The political battle over offshore drilling continued unabated.

U.S. Sen. Bill Nelson, D-Fla., predicted that the Obama administration's plan to open the Outer Continental Shelf to more drilling is "dead on arrival'' because of the massive spill.

Nelson, a longtime offshore drilling opponent, appeared at a Capitol Hill news conference with fellow drilling foes, New Jersey Sens. Bob Menendez and Frank Lautenberg, both Democrats, who vowed to oppose any climate change legislation that includes increased offshore drilling.

"There are plenty of reasons, environmentally and economically to avoid what is happening as we speak, with 5,000 gallons gushing from an undersea volcano every day," Nelson said. "This is the battle we have been fighting in Florida, and sadly it now takes this environmental and economic disaster to remind everyone how lethal oil production is, even when it's just 42 miles off the Louisiana coast."

President Barack Obama had hoped the suggestion of more oil drilling would help lawmakers gain bipartisan support for a climate change bill, but Nelson said he's told lawmakers working on the legislation that if "offshore drilling off the coast of the U.S. is part of it, this legislation isn't going anywhere."

A new poll found, however, that a majority of Americans continue to support the administration's plans to allow expansion of offshore drilling. A Web-based Zogby poll of 3,183 likely voters released Tuesday found that 63 percent favor Obama's plan, though a majority — 62 percent — also supported suspending the plan pending the investigation into the oil spill. The poll has a margin of error of 1.8 percentage points.
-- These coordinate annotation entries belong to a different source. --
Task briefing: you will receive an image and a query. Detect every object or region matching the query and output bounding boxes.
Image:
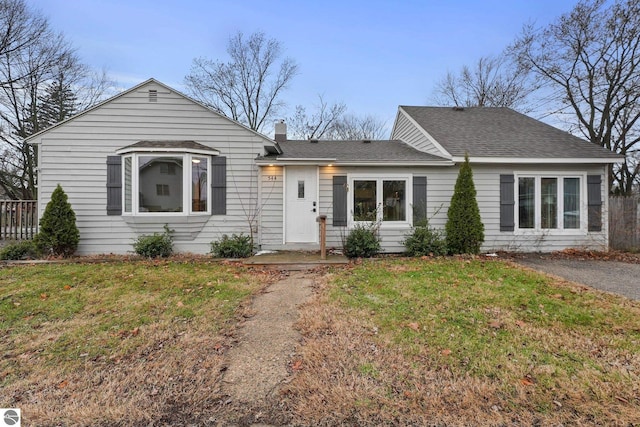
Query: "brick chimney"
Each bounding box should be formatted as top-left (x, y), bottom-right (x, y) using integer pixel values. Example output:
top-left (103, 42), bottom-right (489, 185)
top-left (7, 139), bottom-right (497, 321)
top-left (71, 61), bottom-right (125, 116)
top-left (274, 120), bottom-right (287, 142)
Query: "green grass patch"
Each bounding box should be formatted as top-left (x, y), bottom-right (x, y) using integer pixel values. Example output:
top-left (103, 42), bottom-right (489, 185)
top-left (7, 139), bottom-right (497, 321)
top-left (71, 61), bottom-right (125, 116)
top-left (0, 261), bottom-right (261, 378)
top-left (329, 259), bottom-right (640, 412)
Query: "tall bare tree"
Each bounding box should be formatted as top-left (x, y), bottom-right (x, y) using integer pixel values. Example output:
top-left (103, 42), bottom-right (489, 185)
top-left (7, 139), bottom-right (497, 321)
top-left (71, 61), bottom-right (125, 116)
top-left (434, 55), bottom-right (535, 112)
top-left (287, 95), bottom-right (347, 139)
top-left (0, 0), bottom-right (107, 199)
top-left (185, 32), bottom-right (298, 131)
top-left (328, 114), bottom-right (387, 140)
top-left (510, 0), bottom-right (640, 194)
top-left (288, 96), bottom-right (386, 140)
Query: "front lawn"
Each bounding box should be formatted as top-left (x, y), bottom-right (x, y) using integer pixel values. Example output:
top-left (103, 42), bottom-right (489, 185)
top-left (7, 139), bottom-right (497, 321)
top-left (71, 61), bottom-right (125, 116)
top-left (282, 259), bottom-right (640, 425)
top-left (0, 260), bottom-right (270, 425)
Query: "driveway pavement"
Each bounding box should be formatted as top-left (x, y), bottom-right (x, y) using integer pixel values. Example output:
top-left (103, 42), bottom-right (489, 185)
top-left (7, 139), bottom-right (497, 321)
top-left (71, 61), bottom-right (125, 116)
top-left (514, 255), bottom-right (640, 301)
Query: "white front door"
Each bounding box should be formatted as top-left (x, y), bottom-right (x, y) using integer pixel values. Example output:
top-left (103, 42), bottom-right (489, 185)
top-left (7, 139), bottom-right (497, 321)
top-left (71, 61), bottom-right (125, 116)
top-left (284, 166), bottom-right (318, 243)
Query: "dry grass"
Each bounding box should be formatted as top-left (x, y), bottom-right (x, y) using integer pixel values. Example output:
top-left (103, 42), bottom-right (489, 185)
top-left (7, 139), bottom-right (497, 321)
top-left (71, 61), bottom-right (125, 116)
top-left (0, 261), bottom-right (273, 426)
top-left (282, 259), bottom-right (640, 426)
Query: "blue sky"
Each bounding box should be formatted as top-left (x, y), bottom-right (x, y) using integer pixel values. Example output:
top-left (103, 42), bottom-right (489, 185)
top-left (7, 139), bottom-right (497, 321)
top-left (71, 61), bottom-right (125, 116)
top-left (28, 0), bottom-right (576, 132)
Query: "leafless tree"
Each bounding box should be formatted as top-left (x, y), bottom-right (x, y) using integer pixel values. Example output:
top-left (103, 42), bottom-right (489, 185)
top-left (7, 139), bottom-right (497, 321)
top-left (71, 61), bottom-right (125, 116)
top-left (328, 114), bottom-right (387, 140)
top-left (185, 32), bottom-right (298, 131)
top-left (0, 0), bottom-right (107, 199)
top-left (510, 0), bottom-right (640, 194)
top-left (287, 95), bottom-right (347, 139)
top-left (433, 56), bottom-right (535, 112)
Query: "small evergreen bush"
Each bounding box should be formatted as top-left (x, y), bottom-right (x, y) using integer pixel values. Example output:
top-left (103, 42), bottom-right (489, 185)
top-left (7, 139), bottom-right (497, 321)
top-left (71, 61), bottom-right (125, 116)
top-left (35, 184), bottom-right (80, 257)
top-left (0, 240), bottom-right (39, 261)
top-left (445, 154), bottom-right (484, 254)
top-left (343, 223), bottom-right (380, 258)
top-left (133, 224), bottom-right (173, 258)
top-left (211, 233), bottom-right (253, 258)
top-left (402, 224), bottom-right (448, 256)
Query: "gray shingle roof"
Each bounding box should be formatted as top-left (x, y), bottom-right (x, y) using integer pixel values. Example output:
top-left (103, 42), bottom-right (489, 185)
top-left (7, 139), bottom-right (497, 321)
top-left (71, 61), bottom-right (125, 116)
top-left (277, 140), bottom-right (445, 162)
top-left (401, 106), bottom-right (621, 159)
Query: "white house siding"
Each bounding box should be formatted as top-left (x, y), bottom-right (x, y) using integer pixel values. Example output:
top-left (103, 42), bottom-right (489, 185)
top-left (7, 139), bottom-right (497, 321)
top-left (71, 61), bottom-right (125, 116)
top-left (310, 164), bottom-right (608, 253)
top-left (391, 110), bottom-right (444, 156)
top-left (32, 82), bottom-right (269, 254)
top-left (259, 166), bottom-right (284, 249)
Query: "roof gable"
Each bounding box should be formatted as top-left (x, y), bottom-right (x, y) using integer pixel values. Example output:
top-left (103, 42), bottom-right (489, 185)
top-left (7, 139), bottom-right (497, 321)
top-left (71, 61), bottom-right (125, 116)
top-left (400, 106), bottom-right (620, 162)
top-left (25, 78), bottom-right (277, 147)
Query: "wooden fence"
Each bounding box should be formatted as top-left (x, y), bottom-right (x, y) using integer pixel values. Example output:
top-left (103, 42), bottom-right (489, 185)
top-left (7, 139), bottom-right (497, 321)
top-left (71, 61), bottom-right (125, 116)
top-left (609, 196), bottom-right (640, 251)
top-left (0, 200), bottom-right (38, 241)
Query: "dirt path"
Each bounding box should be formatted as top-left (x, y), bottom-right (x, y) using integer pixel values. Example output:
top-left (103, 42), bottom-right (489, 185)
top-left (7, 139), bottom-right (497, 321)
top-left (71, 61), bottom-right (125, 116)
top-left (222, 271), bottom-right (313, 420)
top-left (515, 254), bottom-right (640, 300)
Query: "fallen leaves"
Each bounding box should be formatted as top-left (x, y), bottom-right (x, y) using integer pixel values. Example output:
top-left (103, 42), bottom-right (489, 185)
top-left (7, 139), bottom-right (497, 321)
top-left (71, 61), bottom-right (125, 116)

Speaking to the Business Council in Washington, Obama said he wants to see those affected by the spill "employed in helping in the cleanup'' to help with limiting its economic damage.

Thousands of volunteers headed to the region to help with the cleanup.

In Pensacola, Fla., 200 people finished a crash course on the cleanup of toxic materials, and more were on the waiting list.

"If the oil gets here and its as bad as it could be, it will be overwhelming," said Steve Davis, a health and safety manager who teaches the class. "They will need a force that can help."

In Panama City, commercial fisherman Danny Fiddler, 59, came ashore Tuesday morning with a boat full of yellow-edged grouper. It was a $25,000 load and perhaps one of the last hauls into Panama City from Gulf waters now covered in oil.

"The oil is out there and it’s coming," Fiddler said. "I was thinking about that when I was coming in. This place might not be the same the next time I see it from the water."

(Recio reported from Washington, and Miami Herald reporters Burch, Goodman and Wyss reported from Pensacola, Panama City and Miami, respectively. Contributing to this report were Lesley Clark in Washington, Anita Lee of the Sun Herald in Biloxi, Miss., Kevin Yamamura of the Sacramento Bee in Sacramento, and Miami Herald reporters Jennifer Lebovich in Miami and Mary Ellen Klas in Tallahassee.